…[Россия] погрузилась [бы] в хаос, перед которым побледнели бы ужасы пугачевщины. Вызвав бурю, заговорщики, конечно, уже не смогли бы совладать с нею. Волна двадцати миллионов взбунтовавшихся крепостных рабов и миллиона вышедших из повиновения солдат смела бы всех и все, и декабристов 1825 года постигла бы участь, уготованная «февралистам» 1917 года. Картечь на Сенатской площади отдалила от России эти ужасы почти на целое столетие.
Кажется, все ясно, но в том-то и «прелесть» мифов, что они живучи вопреки всякой логике. Уже зная весь трагический опыт России в XX веке, некоторые и сегодня продолжают всерьез рассуждать о том, что декабристы могли стать отцами-основателями европейской России.
Увы, не могли. И лучше всех это объяснил Александр Герцен, основатель вольной русской типографии в Лондоне. Тот самый публицист, что и заложил первый камень в фундамент культа «пяти повешенных».
В своем письме к императору Александру II Герцен пишет:
…попытка 14 декабря, в которой участвовали представители всего талантливого, образованного, знатного, благородного, блестящего в России, вовсе не была так безумна, как ее представляют… Им не удалось, вот все, что можно сказать, но успех не был безусловно невозможен.
Что было бы, если бы заговорщики вывели солдат не утром 14, а в полночь, и обложили бы Зимний дворец, где ничего не было готово? Что было бы, если бы, не строясь в каре, они утром всеми силами напали бы на дворцовый караул, еще шаткий и неуверенный тогда… Но заговорщикам 14 декабря хотелось больше, нежели замены одного лица другим… они потому-то и не бросились во дворец и открыто построились на площади, как бы испытывая, с ними ли общественное мнение… Оно было не с ними, и судьба их была решена!
В этом отрывке сказано все. И о том, что, действуя более решительно, декабристы могли бы захватить дворец. И о том, что русский народ оказался не готов к приходу декабристов во власть. Общественное мнение было против, а потому его неизбежно пришлось бы ломать. Иначе говоря, Россию в случае победы декабристов ожидал не парламент, выстроенный по западным образцам, а жесткая и многолетняя военная диктатура.

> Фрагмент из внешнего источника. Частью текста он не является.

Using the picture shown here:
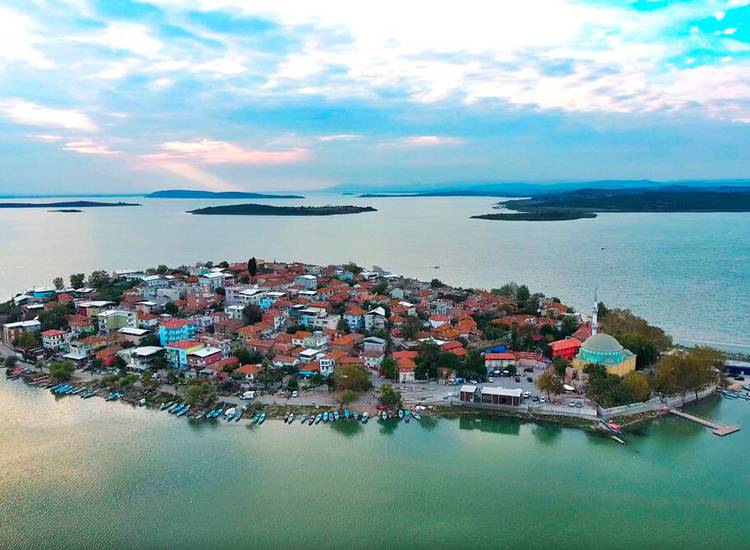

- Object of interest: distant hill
[146,189,305,199]
[332,179,750,197]
[0,201,140,210]
[188,203,377,216]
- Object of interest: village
[0,258,740,436]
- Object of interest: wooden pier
[669,409,740,436]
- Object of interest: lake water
[0,195,750,350]
[0,377,750,549]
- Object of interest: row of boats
[721,390,750,402]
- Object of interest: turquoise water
[0,380,750,548]
[0,195,750,350]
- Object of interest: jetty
[669,409,740,437]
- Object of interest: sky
[0,0,750,194]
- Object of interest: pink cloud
[144,139,310,164]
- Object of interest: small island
[471,209,596,222]
[0,201,140,211]
[187,204,377,216]
[472,186,750,221]
[146,189,305,199]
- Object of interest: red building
[549,338,581,361]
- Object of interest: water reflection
[458,416,521,435]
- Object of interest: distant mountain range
[145,189,305,199]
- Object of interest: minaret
[591,289,599,336]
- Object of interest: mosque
[573,296,636,376]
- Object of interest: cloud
[402,136,461,147]
[318,134,362,143]
[0,6,55,69]
[63,138,117,156]
[144,139,310,164]
[0,99,97,132]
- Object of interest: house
[3,319,42,345]
[117,327,151,346]
[548,336,581,361]
[484,351,516,372]
[187,350,222,370]
[294,275,318,290]
[396,357,417,384]
[117,346,164,372]
[42,330,70,351]
[166,340,205,370]
[344,305,365,330]
[96,309,137,334]
[159,319,196,346]
[365,306,387,332]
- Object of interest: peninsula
[0,258,732,436]
[188,203,377,216]
[472,186,750,221]
[146,189,305,199]
[0,201,140,210]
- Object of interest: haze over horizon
[0,0,750,194]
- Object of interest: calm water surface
[0,379,750,549]
[0,195,750,349]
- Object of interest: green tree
[380,357,396,380]
[536,370,563,399]
[333,364,372,392]
[622,371,651,403]
[552,356,570,378]
[378,384,401,409]
[70,273,86,288]
[339,390,358,407]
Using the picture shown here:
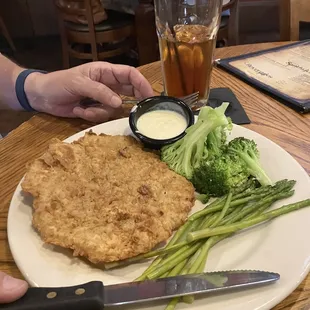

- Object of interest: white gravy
[137,110,187,140]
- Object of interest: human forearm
[0,54,24,110]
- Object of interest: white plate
[8,119,310,310]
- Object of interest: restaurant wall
[0,0,281,37]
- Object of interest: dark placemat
[197,88,251,125]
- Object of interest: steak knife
[0,270,280,310]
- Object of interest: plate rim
[7,117,310,307]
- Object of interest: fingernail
[2,275,25,291]
[111,96,122,108]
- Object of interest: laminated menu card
[216,40,310,113]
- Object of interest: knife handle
[0,281,104,310]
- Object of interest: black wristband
[15,69,47,112]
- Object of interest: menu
[216,40,310,113]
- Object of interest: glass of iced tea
[154,0,223,109]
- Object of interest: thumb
[0,271,28,304]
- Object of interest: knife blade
[0,270,280,310]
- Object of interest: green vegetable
[226,137,272,185]
[196,194,210,204]
[191,153,250,197]
[161,103,230,180]
[188,199,310,242]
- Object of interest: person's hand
[0,271,28,304]
[25,61,154,122]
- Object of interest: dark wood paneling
[0,0,34,37]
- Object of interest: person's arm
[0,53,24,110]
[0,54,153,122]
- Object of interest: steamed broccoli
[226,137,272,186]
[161,103,231,180]
[191,153,250,197]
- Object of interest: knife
[0,270,280,310]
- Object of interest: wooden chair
[0,16,16,52]
[217,0,239,46]
[55,0,135,68]
[279,0,310,41]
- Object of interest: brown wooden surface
[0,43,310,310]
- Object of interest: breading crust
[22,132,194,263]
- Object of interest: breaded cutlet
[22,132,195,263]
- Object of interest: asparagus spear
[187,199,310,242]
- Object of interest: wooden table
[0,43,310,310]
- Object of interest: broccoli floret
[196,194,210,204]
[226,137,272,186]
[191,153,250,197]
[161,103,230,180]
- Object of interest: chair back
[279,0,310,41]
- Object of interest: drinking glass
[154,0,223,110]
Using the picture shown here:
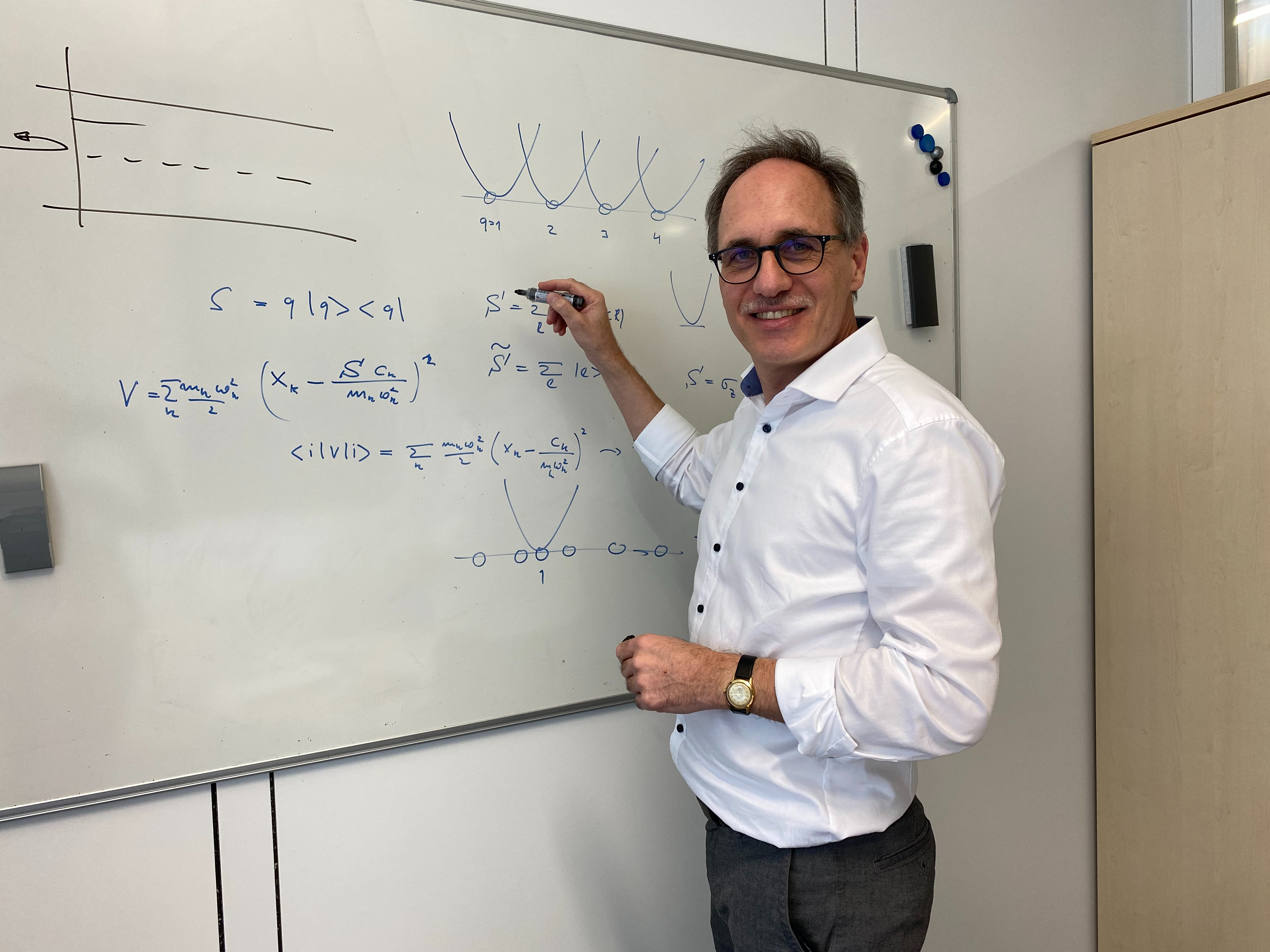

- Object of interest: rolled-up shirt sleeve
[635,405,731,512]
[776,419,1003,760]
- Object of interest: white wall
[0,0,1190,952]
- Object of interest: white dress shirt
[635,321,1004,847]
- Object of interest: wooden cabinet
[1094,82,1270,952]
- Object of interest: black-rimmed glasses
[710,235,847,284]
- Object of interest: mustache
[739,294,815,314]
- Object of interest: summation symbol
[447,113,706,221]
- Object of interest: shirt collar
[741,317,886,402]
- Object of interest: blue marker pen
[516,288,587,311]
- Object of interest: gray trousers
[706,797,935,952]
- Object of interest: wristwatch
[723,655,758,715]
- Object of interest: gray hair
[706,126,865,251]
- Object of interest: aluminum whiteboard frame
[0,0,961,823]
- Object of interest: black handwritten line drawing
[671,272,714,327]
[0,132,67,151]
[44,204,357,241]
[82,153,314,185]
[26,46,357,241]
[36,84,335,132]
[65,47,84,229]
[75,116,145,126]
[447,113,706,221]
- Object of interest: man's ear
[848,235,869,294]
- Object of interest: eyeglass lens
[715,236,824,284]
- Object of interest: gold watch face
[728,680,754,710]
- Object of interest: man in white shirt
[540,129,1003,952]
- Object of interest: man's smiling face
[719,159,869,400]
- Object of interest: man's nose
[754,250,794,297]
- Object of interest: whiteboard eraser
[0,463,53,574]
[899,245,940,327]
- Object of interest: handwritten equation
[260,354,437,423]
[207,284,405,324]
[484,291,626,334]
[288,428,622,480]
[683,364,741,400]
[119,377,239,419]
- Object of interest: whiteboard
[0,0,956,819]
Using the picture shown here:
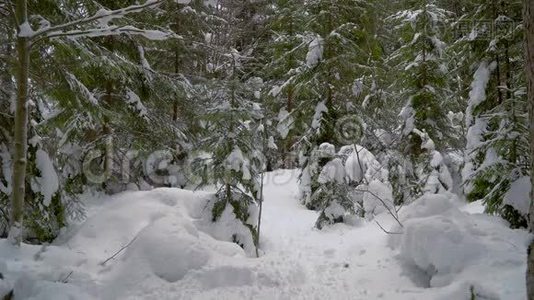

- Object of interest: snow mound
[391,195,529,299]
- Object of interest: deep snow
[0,171,529,300]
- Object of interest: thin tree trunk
[9,0,30,245]
[523,0,534,300]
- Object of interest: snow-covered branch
[19,0,190,39]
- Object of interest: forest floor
[0,171,528,300]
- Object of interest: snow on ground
[0,171,528,300]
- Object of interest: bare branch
[31,0,163,38]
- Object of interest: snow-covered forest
[0,0,534,300]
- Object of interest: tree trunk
[523,0,534,300]
[9,0,30,245]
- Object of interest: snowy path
[0,171,528,300]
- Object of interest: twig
[375,220,403,234]
[100,235,138,266]
[356,189,404,227]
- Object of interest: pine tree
[389,1,455,203]
[458,1,529,227]
[194,51,265,253]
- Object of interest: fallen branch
[99,235,138,266]
[375,220,403,234]
[356,189,404,227]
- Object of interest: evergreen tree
[457,1,529,227]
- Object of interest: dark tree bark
[9,0,30,245]
[523,0,534,300]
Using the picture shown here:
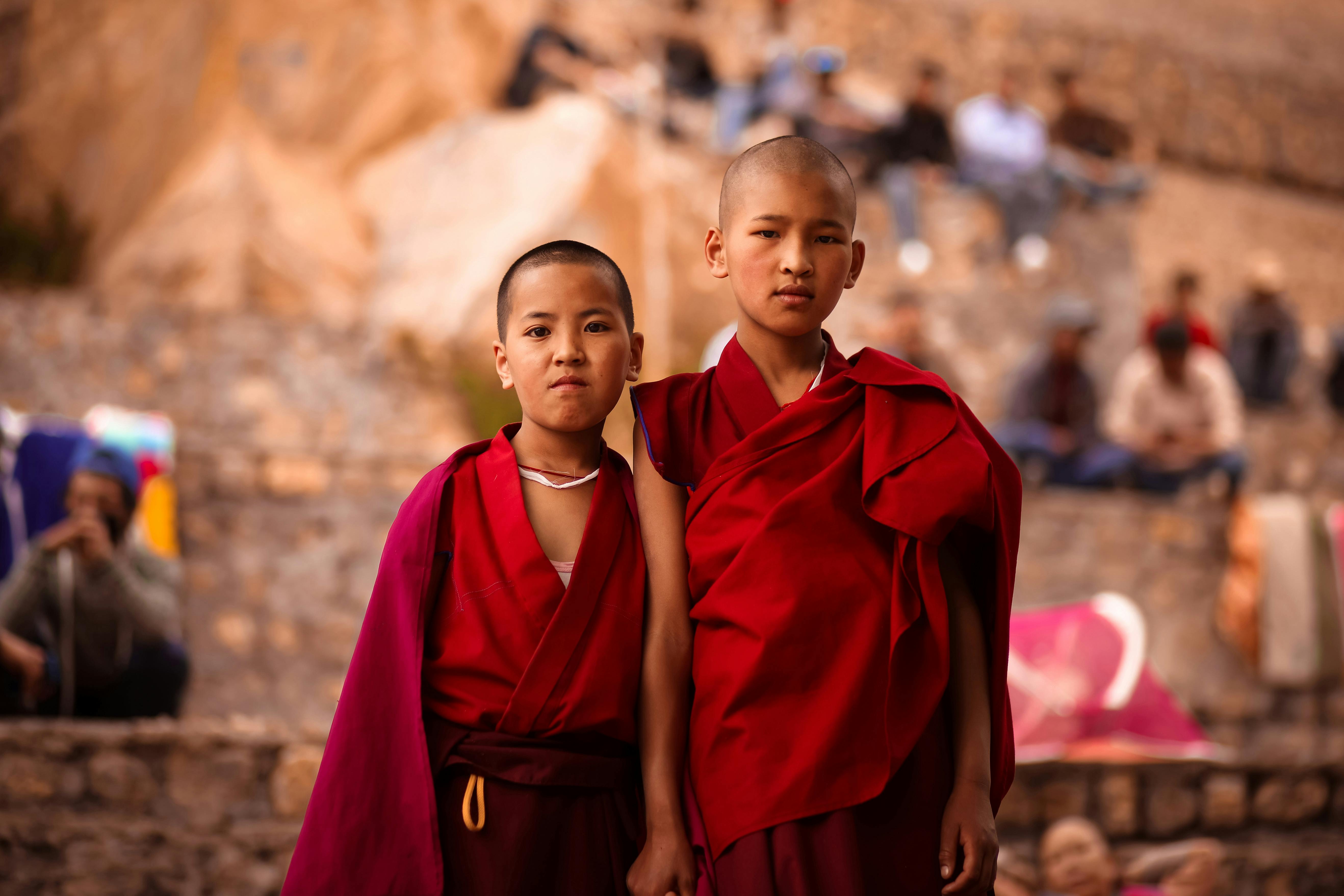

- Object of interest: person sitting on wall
[871,289,961,392]
[874,62,957,277]
[0,442,187,719]
[953,69,1059,270]
[504,0,593,109]
[994,295,1132,486]
[1144,270,1218,349]
[1050,71,1148,203]
[1040,815,1162,896]
[1125,838,1224,896]
[1105,321,1246,493]
[1227,254,1301,406]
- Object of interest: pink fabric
[1008,594,1222,762]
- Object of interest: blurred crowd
[994,817,1223,896]
[996,255,1340,494]
[504,0,1146,275]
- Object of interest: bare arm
[938,543,999,893]
[626,426,695,896]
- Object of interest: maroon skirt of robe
[714,711,952,896]
[425,712,642,896]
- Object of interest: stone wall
[0,716,1344,896]
[0,719,313,896]
[997,762,1344,896]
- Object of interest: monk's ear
[704,227,728,279]
[490,340,513,389]
[844,239,868,289]
[625,333,644,383]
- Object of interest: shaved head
[719,137,858,231]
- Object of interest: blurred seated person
[793,47,878,172]
[0,442,187,719]
[1144,270,1218,349]
[1227,254,1301,406]
[1105,321,1245,493]
[874,62,957,277]
[1040,815,1161,896]
[1050,71,1148,203]
[504,0,593,109]
[953,69,1058,270]
[994,295,1130,486]
[1125,838,1224,896]
[872,290,961,392]
[993,846,1040,896]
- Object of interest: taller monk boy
[283,240,645,896]
[628,137,1022,896]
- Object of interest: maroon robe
[283,424,645,896]
[633,339,1020,896]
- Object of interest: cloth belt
[425,711,640,832]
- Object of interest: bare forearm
[938,544,990,787]
[640,625,691,834]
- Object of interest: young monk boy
[628,137,1022,896]
[283,240,645,896]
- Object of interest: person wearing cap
[1039,815,1162,896]
[1103,321,1246,493]
[1144,269,1218,349]
[953,69,1059,270]
[994,295,1130,486]
[1050,70,1148,204]
[874,62,957,277]
[1227,253,1301,406]
[793,46,878,164]
[0,442,187,717]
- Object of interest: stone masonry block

Немало по этому поводу размышлял и талантливый русский историк Натан Эйдельман. Вслед за Герценом он приходил к выводу, что восставшие могли победить. Но одновременно фактически признавал, что в случае успеха восстания Россию ждала бы большая кровь. Если бы декабристы твердо следовали своим планам, рассуждал историк, «…тогда взяли бы власть, сразу издали бы два закона – о конституции и отмене рабства, – а там пусть будут междоусобицы, диктатуры – истории не повернуть, вся по-другому пойдет!».
Возможно, так бы и случилось, только еще вопрос, насколько украсили бы русскую историю очередные кровавые междоусобицы и диктатура Пестеля – нового Робеспьера. Имя, впрочем, могло быть и иным. Революция необычайно находчива, а потому всегда отыщет в толпе своего героя.
Декабристы предложили русским сделать, казалось бы, вполне логичный шаг: продолжить дело Петра Великого, обогатив страну не только материальным, но и политическим инструментарием Запада. Свой альтернативный проект предложил и новый император. «Для того, чтоб отрезаться от Европы, от просвещения, от революции… Николай, со своей стороны, поднял хоругвь Православия, Самодержавия и Народности, отделанную на манер прусского штандарта…» – писал Герцен.
Все верно, но за декабристами, «самыми талантливыми, образованными, благородными и блестящими», народ не пошел. Зато с энтузиазмом последовал за николаевской «русско-прусской» хоругвью.
Пенять на то, что Россия – не Запад, конечно, можно, но бесполезно: каждому овощу свое время, поэтому на декабрьском морозе 1825 года демократия в Петербурге расцвести просто не могла.